Terremoto Emilia, pronta la Scuola di Danza di Reggiolo  

Scritto da il 22 febbraio 2018

Terremoto Emilia, pronta la Scuola di Danza di Reggiolo

Pubblicato il: 23/02/2018 12:34

Un edificio a pianta rettangolare con la struttura e le finiture in legno di abete e pareti est e ovest completamente vetrate. Una semplicità formale e geometrica che si affianca ad un sistema schermante esterno curvo, che circonda l’edificio delimitando due piccoli patii scoperti. Il sistema schermante e di rivestimento si rifà agli intrecci tipici della zona, come quelli dei cesti di vimini: un riferimento ripreso dalle tradizioni artigiane. Con un’ulteriore potenzialità: quella d’illuminarsi durante le ore notturne come una lanterna. E’ la Scuola di Danza di Reggiolo, quarto dei cinque progetti emiliani realizzati grazie al Fondo Ricostruzione Emilia, progettati dallo studio Mario Cucinella Architects.

Il progetto è stato sviluppato secondo i principi della sostenibilità ambientale, per ridurre la domanda di energia per il funzionamento dell’edificio e ottimizzare i livelli di comfort nelle aree interne ed esterne. Il centro ospita i corsi della locale scuola di danza, la cui precedente sede è stata demolita a seguito del sisma.

L’edificio, realizzato grazie alla generosità dei lavoratori e delle imprese che hanno accolto l’invito di Confindustria, Cgil, Cisl, Uil e Confservizi a contribuire alla rinascita dei territori colpiti dal sisma cinque anni fa, sarà inaugurato domenica 25 febbraio alle 10.30 a Reggiolo, in provincia di Reggio Emilia.

Nel Fondo sono confluiti i contributi volontari dei lavoratori e delle imprese di tutto il Paese, per oltre 7 mln di euro. Le altre opere sono la Casa della Musica di Pieve di Cento (Bologna), il Centro di coworking di Quistello (Mantova) e il Centro Polifunzionale Arti e cultura di Bondeno (Ferrara), inaugurate nei mesi scorsi. Prossimamente sarà inaugurato l’intervento più complesso: la Residenza per disabili gravi a San Felice sul Panaro (Modena).

“Lo strumento giuridico utilizzato per questa iniziativa, il Trust – afferma Piero Gnudi, garante del Trust Nuova Polis Onlus – è del tutto innovativo per la realizzazione di opere con finalità di beneficenza. Abbiamo richiesto ed ottenuto, grazie alla sensibilità dell’Agenzia delle Entrate, riconoscimento del Trust quale Onlus: tutti i fondi donati dai privati sono stati effettivamente ed esclusivamente utilizzati per coprire i costi sostenuti per la realizzazione delle opere”.

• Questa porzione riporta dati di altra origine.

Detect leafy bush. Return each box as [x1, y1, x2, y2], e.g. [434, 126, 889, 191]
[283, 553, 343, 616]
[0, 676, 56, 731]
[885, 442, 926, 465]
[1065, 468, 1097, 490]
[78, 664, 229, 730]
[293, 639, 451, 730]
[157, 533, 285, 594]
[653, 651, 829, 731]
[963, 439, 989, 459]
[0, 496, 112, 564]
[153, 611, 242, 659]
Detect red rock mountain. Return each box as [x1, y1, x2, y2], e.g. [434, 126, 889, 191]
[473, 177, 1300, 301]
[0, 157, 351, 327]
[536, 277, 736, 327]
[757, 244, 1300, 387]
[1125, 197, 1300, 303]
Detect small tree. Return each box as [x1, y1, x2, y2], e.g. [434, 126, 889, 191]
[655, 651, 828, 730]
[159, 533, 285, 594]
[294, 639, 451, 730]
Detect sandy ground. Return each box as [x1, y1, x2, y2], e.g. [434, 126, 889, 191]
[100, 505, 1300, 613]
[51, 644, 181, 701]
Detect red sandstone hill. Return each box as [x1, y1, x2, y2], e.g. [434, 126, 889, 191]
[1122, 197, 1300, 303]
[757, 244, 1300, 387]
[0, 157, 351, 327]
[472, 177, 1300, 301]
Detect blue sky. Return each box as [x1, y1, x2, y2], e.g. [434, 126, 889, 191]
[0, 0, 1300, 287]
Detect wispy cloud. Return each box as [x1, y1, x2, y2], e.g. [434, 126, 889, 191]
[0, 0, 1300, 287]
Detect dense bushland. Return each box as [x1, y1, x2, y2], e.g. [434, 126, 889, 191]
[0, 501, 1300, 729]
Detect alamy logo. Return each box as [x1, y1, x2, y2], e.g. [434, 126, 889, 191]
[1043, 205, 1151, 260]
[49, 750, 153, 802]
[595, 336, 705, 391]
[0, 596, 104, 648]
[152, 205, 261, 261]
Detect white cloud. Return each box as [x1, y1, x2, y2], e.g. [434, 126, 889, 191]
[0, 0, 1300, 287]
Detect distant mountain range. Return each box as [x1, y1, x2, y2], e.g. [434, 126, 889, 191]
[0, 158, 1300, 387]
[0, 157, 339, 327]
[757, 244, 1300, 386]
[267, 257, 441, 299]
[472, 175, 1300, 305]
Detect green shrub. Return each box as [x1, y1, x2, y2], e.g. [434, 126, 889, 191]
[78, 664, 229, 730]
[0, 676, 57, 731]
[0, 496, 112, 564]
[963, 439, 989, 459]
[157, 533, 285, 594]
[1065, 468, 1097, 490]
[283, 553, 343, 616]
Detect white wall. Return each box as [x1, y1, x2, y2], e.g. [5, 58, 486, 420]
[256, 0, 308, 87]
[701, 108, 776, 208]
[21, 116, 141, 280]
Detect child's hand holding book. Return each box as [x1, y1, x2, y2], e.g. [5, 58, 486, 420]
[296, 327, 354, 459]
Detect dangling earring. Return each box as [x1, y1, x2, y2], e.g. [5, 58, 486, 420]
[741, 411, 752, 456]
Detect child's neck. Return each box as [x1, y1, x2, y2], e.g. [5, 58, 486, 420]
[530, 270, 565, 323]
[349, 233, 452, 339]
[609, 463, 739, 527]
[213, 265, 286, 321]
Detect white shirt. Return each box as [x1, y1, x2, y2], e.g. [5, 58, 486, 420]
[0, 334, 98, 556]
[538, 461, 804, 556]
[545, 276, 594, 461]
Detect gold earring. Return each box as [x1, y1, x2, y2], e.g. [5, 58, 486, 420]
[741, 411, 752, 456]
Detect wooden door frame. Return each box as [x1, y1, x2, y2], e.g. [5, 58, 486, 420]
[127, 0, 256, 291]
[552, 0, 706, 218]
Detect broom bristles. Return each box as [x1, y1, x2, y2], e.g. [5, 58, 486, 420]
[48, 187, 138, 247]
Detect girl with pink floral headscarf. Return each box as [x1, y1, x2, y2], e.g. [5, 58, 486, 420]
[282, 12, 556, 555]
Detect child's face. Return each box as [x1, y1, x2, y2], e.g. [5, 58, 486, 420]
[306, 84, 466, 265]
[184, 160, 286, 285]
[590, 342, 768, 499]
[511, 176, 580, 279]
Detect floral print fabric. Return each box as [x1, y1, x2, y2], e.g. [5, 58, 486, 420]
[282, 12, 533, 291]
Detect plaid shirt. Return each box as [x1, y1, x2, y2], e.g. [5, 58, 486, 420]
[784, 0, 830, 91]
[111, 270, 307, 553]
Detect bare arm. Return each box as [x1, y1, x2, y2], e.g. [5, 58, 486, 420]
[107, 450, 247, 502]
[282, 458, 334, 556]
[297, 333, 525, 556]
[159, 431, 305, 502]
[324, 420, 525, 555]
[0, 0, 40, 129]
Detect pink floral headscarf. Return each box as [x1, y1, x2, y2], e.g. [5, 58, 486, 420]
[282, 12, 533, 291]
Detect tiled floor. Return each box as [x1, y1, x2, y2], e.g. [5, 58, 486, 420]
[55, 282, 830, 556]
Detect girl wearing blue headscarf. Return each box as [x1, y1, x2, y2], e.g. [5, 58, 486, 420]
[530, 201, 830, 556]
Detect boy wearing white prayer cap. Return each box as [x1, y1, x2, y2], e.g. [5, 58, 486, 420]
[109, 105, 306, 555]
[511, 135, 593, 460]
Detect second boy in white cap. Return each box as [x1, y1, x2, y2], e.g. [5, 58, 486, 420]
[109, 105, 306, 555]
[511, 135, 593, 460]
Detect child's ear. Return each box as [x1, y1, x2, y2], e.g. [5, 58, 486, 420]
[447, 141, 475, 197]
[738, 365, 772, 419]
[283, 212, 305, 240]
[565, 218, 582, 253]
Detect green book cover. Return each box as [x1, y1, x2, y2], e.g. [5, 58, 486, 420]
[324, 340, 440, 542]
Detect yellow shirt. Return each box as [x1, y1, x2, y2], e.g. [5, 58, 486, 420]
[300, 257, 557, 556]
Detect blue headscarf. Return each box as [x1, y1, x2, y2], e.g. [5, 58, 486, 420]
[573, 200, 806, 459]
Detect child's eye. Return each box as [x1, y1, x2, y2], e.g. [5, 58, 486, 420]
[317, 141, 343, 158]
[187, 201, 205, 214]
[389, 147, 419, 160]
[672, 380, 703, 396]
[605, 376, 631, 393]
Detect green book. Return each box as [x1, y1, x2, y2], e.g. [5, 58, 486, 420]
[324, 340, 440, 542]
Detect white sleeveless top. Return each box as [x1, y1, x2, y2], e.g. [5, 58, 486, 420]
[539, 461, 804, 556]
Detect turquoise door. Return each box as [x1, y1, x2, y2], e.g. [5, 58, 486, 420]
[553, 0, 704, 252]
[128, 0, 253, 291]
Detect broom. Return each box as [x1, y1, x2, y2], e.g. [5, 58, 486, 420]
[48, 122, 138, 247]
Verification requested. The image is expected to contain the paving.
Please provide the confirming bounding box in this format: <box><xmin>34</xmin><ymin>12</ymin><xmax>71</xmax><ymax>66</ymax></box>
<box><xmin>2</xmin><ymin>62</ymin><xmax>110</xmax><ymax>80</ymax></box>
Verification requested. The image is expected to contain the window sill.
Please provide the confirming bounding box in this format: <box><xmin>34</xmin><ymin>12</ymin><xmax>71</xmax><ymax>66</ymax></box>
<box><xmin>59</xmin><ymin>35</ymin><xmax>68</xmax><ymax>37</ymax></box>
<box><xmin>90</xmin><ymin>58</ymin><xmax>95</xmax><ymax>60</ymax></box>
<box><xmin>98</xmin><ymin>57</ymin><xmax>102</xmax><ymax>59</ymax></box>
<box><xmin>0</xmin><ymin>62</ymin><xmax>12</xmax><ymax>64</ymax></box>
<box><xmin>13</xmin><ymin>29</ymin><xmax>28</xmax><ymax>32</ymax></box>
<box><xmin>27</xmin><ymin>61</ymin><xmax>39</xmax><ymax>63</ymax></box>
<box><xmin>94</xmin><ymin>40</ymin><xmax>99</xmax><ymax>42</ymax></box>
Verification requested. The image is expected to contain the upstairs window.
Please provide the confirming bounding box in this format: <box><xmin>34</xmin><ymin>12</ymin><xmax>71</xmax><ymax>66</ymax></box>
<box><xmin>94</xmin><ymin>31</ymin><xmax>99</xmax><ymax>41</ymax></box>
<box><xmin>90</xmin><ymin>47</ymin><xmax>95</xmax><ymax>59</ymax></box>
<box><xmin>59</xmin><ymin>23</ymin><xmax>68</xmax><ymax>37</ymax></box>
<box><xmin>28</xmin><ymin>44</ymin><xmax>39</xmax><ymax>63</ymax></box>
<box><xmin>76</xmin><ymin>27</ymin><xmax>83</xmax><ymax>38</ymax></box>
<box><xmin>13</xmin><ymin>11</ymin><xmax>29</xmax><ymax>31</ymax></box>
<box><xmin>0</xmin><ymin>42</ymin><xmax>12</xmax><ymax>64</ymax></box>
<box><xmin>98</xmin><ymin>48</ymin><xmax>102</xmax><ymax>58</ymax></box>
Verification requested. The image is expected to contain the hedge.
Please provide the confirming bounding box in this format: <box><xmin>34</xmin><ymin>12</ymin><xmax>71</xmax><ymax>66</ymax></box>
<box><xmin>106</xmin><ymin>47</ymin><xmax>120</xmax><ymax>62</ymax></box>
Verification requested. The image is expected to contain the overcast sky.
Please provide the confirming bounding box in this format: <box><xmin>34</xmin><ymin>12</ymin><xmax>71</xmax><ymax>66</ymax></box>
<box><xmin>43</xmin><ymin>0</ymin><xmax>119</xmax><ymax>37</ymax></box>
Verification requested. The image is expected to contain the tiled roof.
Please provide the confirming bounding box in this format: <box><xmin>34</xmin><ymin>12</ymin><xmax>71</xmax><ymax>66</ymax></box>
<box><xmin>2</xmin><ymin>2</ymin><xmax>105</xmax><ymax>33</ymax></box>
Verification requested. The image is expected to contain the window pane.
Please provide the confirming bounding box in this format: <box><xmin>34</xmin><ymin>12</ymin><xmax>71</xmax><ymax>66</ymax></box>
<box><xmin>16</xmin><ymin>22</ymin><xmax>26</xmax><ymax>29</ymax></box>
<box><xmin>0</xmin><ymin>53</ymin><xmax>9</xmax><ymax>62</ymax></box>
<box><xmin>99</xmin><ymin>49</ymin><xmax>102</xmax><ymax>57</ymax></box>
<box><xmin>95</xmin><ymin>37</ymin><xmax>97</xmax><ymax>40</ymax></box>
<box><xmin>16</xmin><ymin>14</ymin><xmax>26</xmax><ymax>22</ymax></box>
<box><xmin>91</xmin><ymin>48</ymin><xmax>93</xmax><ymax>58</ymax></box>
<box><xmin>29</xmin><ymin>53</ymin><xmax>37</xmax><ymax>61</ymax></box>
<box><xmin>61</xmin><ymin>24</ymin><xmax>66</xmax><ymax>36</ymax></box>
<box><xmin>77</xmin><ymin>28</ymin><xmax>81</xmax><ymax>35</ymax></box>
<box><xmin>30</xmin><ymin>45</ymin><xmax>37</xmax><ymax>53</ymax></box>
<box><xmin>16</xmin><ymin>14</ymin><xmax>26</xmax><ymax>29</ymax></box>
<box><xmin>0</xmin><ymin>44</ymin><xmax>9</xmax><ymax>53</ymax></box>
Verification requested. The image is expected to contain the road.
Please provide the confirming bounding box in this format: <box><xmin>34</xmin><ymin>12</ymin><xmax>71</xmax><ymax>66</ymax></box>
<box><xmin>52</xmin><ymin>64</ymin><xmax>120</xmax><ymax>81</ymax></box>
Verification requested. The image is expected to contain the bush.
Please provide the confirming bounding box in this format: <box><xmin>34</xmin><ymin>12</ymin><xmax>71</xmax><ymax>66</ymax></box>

Per realizzare il progetto e verificare le aspettative delle comunità sono stati selezionati sei giovani architetti e ingegneri under 35, residenti nelle aree del sisma, che sono stati protagonisti del Workshop Costruire per ricostruire (www.workshopricostruzione.it). “Nel dramma di queste terre e di quelle del Centro Italia, colpite dagli eventi sismici – sottolinea Mario Cucinella – noi architetti dobbiamo a queste comunità tutto il nostro sforzo creativo. Dobbiamo immaginare che da questa grande sofferenza Ri-costruiremo meglio, con più attenzione, senza compromessi su sicurezza sismica e sicurezza ambientale”.